AI Autocompletion from locally hosted llama.cpp
Albus is a locally hosted AI code completion plugin for Visual Studio Code, designed to work seamlessly with 🦙 llama.cpp Python API.
Albus is aptly named as your "wizard" programmer, since he is not casting spells, but definitely brewing up some magical AI code completion!
Our goal? To democratize the development of AI tools and make it as enchanting for everybody.
Accio, llamas! 🧙♀️✨
🚀 Getting Started
Prerequisites
To make use of Albus properly, you will need to run the 🦙 llama.cpp Python API.
Installation & Setup
- Create a folder on your local for your server and models
mkdir service
cd service
mkdir models
- Create and activate virtual environment
python3 -m venv .env
- Install API server with 🦙 llama.cpp Python
(.env) pip3 install "llama-cpp-python[server]"

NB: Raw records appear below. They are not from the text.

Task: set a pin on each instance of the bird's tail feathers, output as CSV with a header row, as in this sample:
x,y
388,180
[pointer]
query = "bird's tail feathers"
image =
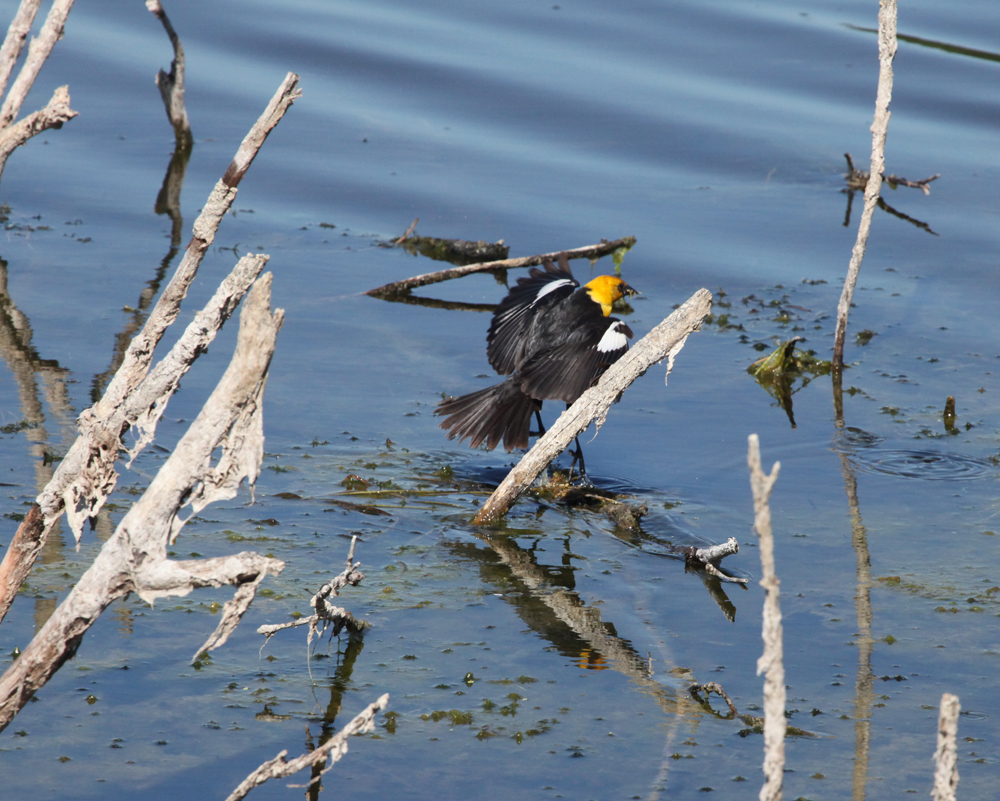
x,y
501,412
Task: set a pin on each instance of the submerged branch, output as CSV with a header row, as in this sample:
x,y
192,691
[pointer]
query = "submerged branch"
x,y
663,342
588,252
333,749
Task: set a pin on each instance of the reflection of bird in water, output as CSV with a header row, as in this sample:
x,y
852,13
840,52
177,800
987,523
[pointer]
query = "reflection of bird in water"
x,y
553,339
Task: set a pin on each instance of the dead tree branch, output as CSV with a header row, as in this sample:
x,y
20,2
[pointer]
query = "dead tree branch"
x,y
52,116
880,127
86,475
333,749
663,342
38,52
135,558
858,179
946,755
588,252
14,41
708,559
172,86
771,662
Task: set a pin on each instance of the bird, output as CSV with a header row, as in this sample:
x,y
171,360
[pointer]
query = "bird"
x,y
553,339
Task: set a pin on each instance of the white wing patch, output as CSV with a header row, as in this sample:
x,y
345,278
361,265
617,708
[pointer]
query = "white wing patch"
x,y
550,287
613,339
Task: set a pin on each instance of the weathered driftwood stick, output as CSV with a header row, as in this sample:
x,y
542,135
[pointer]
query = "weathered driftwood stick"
x,y
38,51
880,127
172,86
663,342
134,559
14,41
708,559
333,749
589,252
946,756
771,662
86,475
52,116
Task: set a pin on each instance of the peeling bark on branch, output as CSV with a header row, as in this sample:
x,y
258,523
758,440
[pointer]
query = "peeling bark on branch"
x,y
663,342
388,291
38,52
86,476
880,129
134,559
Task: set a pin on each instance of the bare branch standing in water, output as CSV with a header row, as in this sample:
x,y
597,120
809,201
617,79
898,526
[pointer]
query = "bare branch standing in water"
x,y
86,475
57,111
880,127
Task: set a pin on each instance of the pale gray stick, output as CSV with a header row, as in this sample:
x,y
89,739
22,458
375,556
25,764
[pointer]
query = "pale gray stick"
x,y
135,558
880,127
13,42
38,51
663,342
946,756
590,252
771,662
55,113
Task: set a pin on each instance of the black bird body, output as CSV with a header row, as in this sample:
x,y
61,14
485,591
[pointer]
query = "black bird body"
x,y
553,339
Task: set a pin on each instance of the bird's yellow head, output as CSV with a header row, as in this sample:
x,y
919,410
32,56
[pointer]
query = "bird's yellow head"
x,y
606,289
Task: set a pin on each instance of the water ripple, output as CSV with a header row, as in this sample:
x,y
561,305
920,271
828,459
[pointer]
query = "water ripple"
x,y
927,465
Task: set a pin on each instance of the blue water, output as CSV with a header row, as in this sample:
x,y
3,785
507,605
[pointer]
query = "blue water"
x,y
713,133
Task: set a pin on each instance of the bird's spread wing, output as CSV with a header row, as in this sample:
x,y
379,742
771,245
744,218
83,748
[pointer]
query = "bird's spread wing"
x,y
509,341
567,371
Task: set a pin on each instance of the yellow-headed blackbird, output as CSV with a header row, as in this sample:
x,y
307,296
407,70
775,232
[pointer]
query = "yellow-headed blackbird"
x,y
554,339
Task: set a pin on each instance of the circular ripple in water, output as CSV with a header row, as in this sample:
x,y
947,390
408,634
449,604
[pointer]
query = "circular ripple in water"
x,y
928,465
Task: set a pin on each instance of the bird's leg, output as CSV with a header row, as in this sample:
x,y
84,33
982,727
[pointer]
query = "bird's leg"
x,y
578,457
541,427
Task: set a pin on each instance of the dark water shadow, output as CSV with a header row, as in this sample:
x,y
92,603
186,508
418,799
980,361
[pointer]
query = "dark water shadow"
x,y
958,50
168,202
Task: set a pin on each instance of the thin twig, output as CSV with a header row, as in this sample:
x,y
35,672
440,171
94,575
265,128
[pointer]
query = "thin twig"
x,y
663,342
771,662
588,252
946,756
55,113
172,85
880,127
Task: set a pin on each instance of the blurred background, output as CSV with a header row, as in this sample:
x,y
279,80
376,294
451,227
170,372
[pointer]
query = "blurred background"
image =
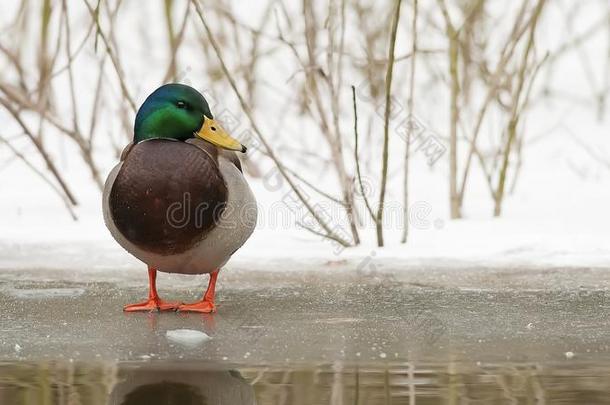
x,y
482,125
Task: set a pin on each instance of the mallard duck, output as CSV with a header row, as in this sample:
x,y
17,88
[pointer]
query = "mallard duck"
x,y
178,200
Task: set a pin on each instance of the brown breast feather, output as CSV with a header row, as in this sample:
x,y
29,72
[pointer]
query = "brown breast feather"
x,y
167,196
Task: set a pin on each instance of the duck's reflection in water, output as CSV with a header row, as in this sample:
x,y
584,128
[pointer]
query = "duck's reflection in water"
x,y
179,387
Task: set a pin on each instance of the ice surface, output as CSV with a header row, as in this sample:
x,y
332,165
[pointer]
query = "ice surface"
x,y
187,337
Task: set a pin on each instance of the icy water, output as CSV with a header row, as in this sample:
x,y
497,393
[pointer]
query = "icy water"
x,y
309,339
375,383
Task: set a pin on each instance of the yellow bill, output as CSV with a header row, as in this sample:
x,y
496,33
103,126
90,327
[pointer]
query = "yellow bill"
x,y
215,134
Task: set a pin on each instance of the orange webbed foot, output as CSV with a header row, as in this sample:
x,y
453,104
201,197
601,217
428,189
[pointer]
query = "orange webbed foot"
x,y
152,305
202,307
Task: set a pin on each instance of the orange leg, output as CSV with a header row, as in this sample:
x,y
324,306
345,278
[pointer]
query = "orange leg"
x,y
206,305
153,303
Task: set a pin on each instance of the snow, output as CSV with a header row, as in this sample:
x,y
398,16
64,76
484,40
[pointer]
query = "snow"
x,y
556,217
187,337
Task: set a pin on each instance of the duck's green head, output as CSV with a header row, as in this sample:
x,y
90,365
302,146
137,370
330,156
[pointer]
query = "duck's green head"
x,y
176,111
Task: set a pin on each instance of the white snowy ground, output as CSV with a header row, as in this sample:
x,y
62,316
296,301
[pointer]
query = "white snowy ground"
x,y
557,215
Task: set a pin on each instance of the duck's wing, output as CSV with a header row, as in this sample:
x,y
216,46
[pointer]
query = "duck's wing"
x,y
165,197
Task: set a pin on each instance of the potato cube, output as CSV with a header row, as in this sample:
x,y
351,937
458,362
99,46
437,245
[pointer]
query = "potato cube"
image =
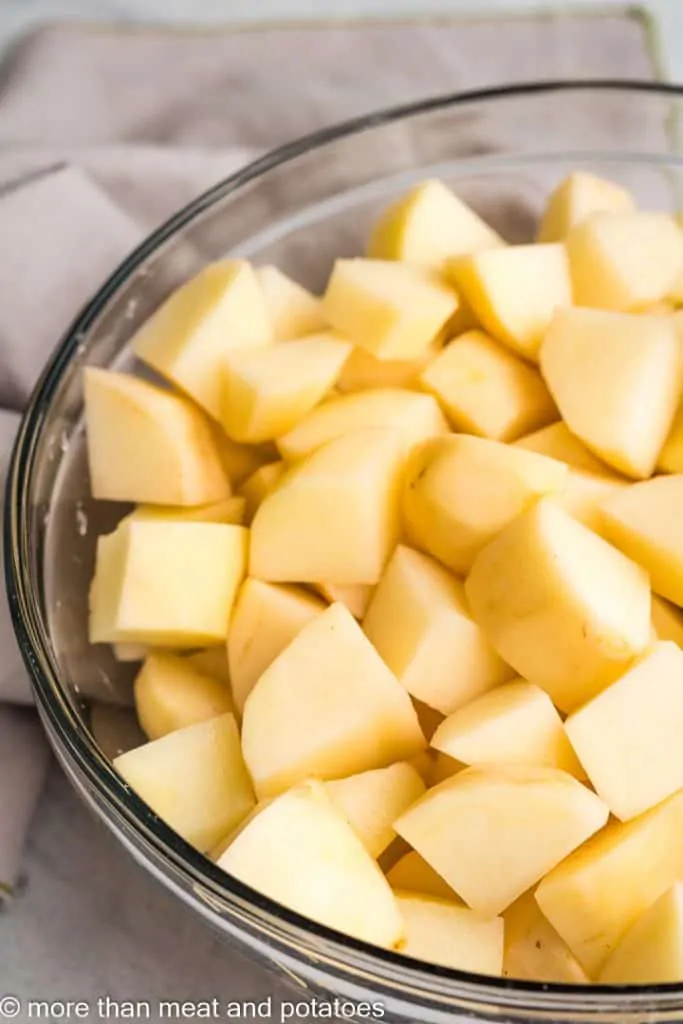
x,y
334,517
293,309
485,390
373,800
513,724
562,606
575,199
171,694
170,584
460,491
644,521
616,381
625,261
493,832
145,444
629,737
299,851
195,779
413,416
266,619
601,889
449,934
420,624
187,337
427,226
266,391
515,291
392,310
300,721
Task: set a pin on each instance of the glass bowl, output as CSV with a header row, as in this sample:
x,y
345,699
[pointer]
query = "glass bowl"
x,y
300,207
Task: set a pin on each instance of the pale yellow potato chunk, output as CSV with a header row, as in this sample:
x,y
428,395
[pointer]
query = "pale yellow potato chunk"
x,y
347,717
373,800
486,390
560,605
514,291
449,934
651,951
513,724
300,851
427,226
266,619
625,261
413,416
185,340
266,391
171,694
616,380
460,491
333,518
534,950
195,779
493,832
169,584
145,444
420,624
644,521
629,737
294,311
392,310
575,199
602,889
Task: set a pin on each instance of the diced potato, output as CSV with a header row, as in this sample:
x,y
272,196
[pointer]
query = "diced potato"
x,y
420,624
598,892
373,800
515,291
256,487
485,390
230,510
194,779
427,226
170,584
293,309
450,934
624,261
413,416
562,606
301,721
616,381
299,851
644,521
629,737
392,310
575,199
266,619
266,391
356,597
171,694
413,873
186,339
534,950
651,951
514,724
460,491
334,517
145,444
494,832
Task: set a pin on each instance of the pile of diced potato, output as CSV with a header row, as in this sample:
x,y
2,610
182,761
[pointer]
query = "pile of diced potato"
x,y
404,573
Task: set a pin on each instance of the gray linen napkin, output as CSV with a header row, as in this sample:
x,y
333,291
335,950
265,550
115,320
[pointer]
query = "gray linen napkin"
x,y
127,126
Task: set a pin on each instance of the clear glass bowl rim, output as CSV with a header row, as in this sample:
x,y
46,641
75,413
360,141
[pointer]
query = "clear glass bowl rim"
x,y
384,972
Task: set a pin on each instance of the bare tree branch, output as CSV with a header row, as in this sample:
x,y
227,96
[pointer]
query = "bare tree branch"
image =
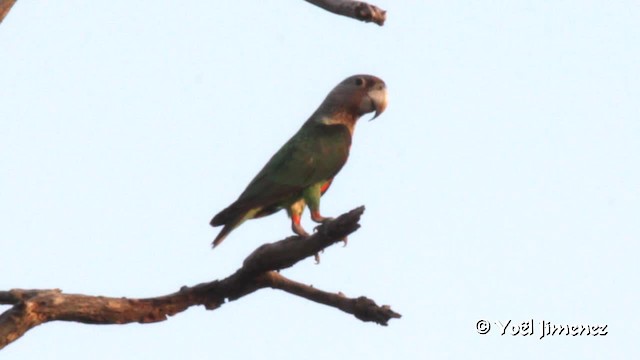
x,y
5,6
354,9
259,270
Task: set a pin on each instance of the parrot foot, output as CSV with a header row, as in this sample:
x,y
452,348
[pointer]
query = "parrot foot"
x,y
345,241
298,230
315,216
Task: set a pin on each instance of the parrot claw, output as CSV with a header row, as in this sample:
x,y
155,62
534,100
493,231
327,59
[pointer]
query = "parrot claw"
x,y
345,241
298,230
316,257
320,219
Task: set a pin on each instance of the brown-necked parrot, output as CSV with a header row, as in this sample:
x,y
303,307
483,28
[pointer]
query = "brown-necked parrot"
x,y
304,167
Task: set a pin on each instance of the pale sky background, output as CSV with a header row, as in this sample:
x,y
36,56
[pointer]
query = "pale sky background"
x,y
502,182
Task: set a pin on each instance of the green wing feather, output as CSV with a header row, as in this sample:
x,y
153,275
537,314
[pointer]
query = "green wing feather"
x,y
315,153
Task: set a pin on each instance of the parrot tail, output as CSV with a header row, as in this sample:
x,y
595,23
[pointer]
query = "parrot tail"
x,y
223,234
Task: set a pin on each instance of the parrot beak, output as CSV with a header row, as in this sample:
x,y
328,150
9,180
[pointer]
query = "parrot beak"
x,y
378,97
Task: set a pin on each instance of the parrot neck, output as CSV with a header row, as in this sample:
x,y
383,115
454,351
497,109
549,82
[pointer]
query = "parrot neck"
x,y
340,118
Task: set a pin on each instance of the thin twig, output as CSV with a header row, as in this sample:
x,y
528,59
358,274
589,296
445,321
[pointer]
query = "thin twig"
x,y
354,9
34,307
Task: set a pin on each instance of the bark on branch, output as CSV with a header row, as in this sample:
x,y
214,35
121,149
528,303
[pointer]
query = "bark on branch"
x,y
354,9
31,308
5,6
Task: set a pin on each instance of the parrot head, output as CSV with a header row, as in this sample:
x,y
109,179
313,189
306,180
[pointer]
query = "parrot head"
x,y
357,95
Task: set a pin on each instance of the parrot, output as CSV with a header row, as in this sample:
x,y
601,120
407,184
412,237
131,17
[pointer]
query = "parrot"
x,y
302,170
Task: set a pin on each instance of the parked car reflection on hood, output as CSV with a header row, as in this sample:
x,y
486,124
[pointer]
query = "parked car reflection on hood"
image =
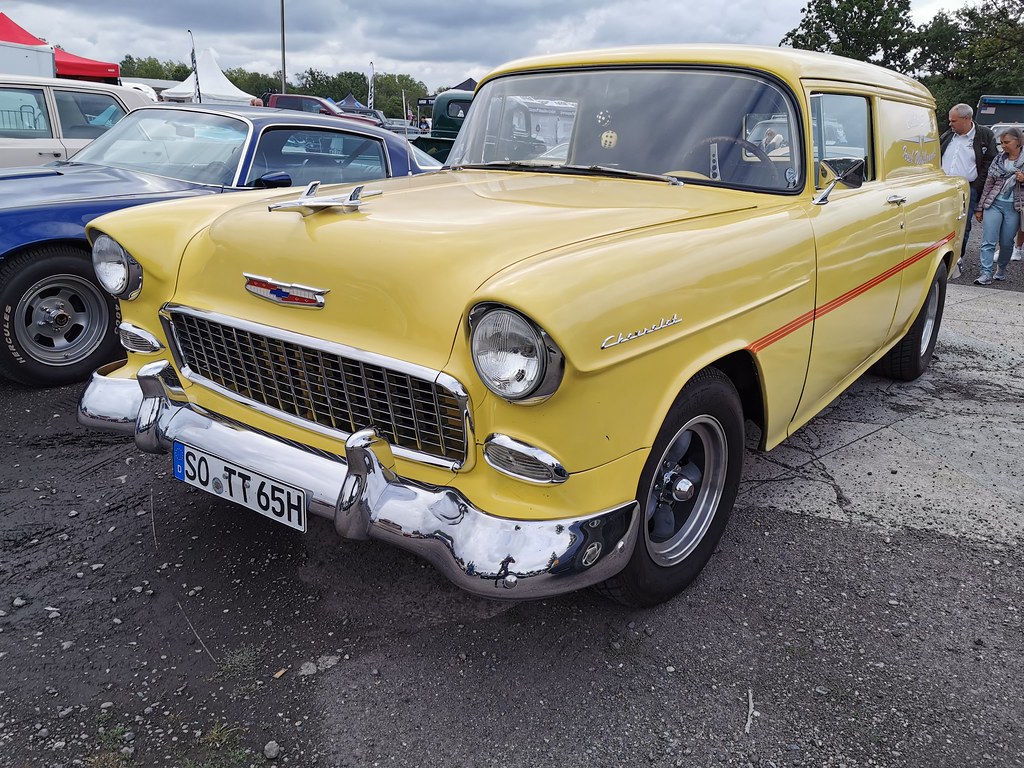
x,y
62,325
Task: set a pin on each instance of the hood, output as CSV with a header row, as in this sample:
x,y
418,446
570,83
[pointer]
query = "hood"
x,y
48,184
401,270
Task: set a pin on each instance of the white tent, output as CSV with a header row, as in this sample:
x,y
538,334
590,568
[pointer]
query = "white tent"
x,y
214,88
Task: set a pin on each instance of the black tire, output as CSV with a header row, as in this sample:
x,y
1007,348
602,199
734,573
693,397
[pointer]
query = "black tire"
x,y
56,324
910,356
699,444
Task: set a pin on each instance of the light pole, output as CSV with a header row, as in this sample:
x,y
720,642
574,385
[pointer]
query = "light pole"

- Download a suitable model from 🤗 Hugging Face into this folder's model folder
Some good models:
https://huggingface.co/TheBloke/deepseek-coder-6.7B-instruct-GGUF
https://huggingface.co/TheBloke/WizardCoder-Python-7B-V1.0-GGUF
- Run the server using
python3 -m llama_cpp.server --model models/deepseek-coder-6.7b-instruct.Q5_K_M.gguf --n_ctx 8192
- Install the verified extension using vscode or visit this link for more information on how to install it.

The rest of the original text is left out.